Die Beschwerde der Antragstellerin, die sich sowohl gegen die Ablehnung der – mit der Beschwerdeschrift nochmals im Einzelnen konkretisierten - Regelungsanordnungen gemäß § 86b Abs. 2 Satz 2 Sozialgerichtsgesetz (SGG) durch das Sozialgericht (SG) als auch gegen dessen Ablehnung des Antrages auf Gewährung von Prozesskostenhilfe (PKH) für das einstweilige Rechtsschutzverfahren richtet, ist nicht begründet.

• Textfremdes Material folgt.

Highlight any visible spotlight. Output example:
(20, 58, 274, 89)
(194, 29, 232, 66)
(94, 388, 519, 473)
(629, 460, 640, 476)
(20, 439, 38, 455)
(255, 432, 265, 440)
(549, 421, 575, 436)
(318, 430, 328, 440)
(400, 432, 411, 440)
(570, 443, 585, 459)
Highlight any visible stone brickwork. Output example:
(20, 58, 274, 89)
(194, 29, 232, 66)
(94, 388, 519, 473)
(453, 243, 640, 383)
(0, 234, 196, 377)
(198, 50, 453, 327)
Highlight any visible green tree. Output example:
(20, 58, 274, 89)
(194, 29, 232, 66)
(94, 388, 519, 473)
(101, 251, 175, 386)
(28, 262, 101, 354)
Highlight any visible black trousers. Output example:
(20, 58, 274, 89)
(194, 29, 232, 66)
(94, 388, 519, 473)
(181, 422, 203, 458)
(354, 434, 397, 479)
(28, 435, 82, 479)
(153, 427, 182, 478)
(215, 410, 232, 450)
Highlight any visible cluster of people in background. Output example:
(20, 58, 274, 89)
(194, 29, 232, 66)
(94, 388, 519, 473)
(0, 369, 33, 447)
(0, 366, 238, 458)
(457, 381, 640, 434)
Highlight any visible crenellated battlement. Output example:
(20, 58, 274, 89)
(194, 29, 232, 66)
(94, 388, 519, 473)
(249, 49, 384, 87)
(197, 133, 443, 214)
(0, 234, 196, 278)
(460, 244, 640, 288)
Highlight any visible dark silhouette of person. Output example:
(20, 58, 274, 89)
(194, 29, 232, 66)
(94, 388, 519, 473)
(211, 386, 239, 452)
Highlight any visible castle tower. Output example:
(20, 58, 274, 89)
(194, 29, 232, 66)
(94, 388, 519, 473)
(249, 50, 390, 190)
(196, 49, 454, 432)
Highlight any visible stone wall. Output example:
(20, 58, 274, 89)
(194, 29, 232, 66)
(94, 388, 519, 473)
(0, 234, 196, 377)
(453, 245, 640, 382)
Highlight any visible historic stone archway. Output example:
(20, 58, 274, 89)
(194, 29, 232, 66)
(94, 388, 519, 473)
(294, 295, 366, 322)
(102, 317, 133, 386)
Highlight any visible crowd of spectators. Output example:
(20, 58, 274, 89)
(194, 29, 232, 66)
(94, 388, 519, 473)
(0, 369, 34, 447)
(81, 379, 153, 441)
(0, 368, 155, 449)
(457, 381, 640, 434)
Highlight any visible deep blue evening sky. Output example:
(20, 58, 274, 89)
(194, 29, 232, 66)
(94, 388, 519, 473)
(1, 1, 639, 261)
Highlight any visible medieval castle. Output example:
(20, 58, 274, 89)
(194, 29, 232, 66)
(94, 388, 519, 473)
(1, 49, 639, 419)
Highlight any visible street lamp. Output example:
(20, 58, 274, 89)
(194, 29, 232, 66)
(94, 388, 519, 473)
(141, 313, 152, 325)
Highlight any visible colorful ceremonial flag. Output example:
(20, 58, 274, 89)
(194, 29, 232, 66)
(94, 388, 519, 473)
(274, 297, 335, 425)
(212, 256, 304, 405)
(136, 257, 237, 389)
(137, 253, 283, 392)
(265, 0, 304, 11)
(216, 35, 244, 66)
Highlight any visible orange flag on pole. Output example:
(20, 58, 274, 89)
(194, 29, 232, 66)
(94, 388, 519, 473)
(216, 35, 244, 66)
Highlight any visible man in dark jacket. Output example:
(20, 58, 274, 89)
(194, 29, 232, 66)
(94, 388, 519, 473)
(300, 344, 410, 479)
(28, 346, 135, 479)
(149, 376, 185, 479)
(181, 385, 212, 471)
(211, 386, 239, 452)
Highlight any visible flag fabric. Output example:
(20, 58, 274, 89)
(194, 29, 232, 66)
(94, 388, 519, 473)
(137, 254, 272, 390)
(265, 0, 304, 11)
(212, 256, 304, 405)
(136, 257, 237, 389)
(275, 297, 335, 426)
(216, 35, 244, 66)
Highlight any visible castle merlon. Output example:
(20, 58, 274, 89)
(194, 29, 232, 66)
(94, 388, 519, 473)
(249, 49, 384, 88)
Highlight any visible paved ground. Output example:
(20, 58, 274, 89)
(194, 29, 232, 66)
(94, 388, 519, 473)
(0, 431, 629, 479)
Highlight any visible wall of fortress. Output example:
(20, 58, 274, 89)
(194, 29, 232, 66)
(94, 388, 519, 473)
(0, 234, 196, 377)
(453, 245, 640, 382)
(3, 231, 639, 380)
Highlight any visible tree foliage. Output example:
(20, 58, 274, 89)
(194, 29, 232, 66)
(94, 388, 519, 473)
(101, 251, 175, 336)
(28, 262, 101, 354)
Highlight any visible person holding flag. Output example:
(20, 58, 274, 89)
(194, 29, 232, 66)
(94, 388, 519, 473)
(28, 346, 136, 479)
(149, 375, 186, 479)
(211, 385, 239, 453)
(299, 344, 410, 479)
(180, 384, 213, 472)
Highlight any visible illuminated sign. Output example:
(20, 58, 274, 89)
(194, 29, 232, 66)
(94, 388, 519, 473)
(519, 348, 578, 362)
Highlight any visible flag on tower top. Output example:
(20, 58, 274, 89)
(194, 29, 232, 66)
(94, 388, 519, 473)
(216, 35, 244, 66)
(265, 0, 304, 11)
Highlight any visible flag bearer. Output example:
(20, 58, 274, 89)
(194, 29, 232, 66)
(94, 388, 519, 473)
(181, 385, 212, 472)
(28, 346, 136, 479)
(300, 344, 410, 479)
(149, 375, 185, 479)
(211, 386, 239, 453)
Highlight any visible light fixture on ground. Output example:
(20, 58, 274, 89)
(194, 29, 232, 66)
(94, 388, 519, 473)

Ausgehend davon, dass die Antragstellerin nach dem Inhalt der Beschwerdeschrift ausschließlich eigene Ansprüche nach dem Sozialgesetzbuch – Grundsicherung für Arbeitsuchende – (SGB II) geltend macht, besteht für die Zeit bis zum 30. Mai 2006 für den Erlass der begehrten Anordnungen schon deshalb kein Raum, weil es für die Zeit vor dem Eingang des Rechtsschutzantrages bei dem SG an einem Anordnungsgrund im Sinne eines eiligen Regelungsbedürfnisses fehlt; eine Fortwirkung der Nichtgewährung von Leistungen in der Vergangenheit in die Gegenwart ist schon deshalb nicht ersichtlich, weil die Antragsgegnerin ihre Rückforderung für die Zeit bis zum 30. April 2006 "ruhend" gestellt hat. Den Antrag auf Gewährung von Leistungen zur Erstausstattung hat die Antragsgegnerin mit Bescheid vom 5. Mai 2005 abgelehnt, ohne dass die Antragstellerin hiergegen Widerspruch eingelegt hätte. Einen diesbezüglichen Überprüfungsantrag, mit dem sich die Antragsgegnerin bereits befasst hätte, hat die Antragstellerin nach ihren Ausführungen in der Beschwerdeschrift bislang nicht gestellt. Der Ablehnungsbescheid ist somit für die Beteiligten und das Gericht bindend (vgl. § 77 SGG). Im Übrigen fordert die Antragsgegnerin die der Antragstellerin bis einschließlich 30. April 2006 gewährten Mehrbedarfszuschläge für werdende Mütter nach § 21 Abs. 2 SGB II derzeit ebenfalls nicht zurück.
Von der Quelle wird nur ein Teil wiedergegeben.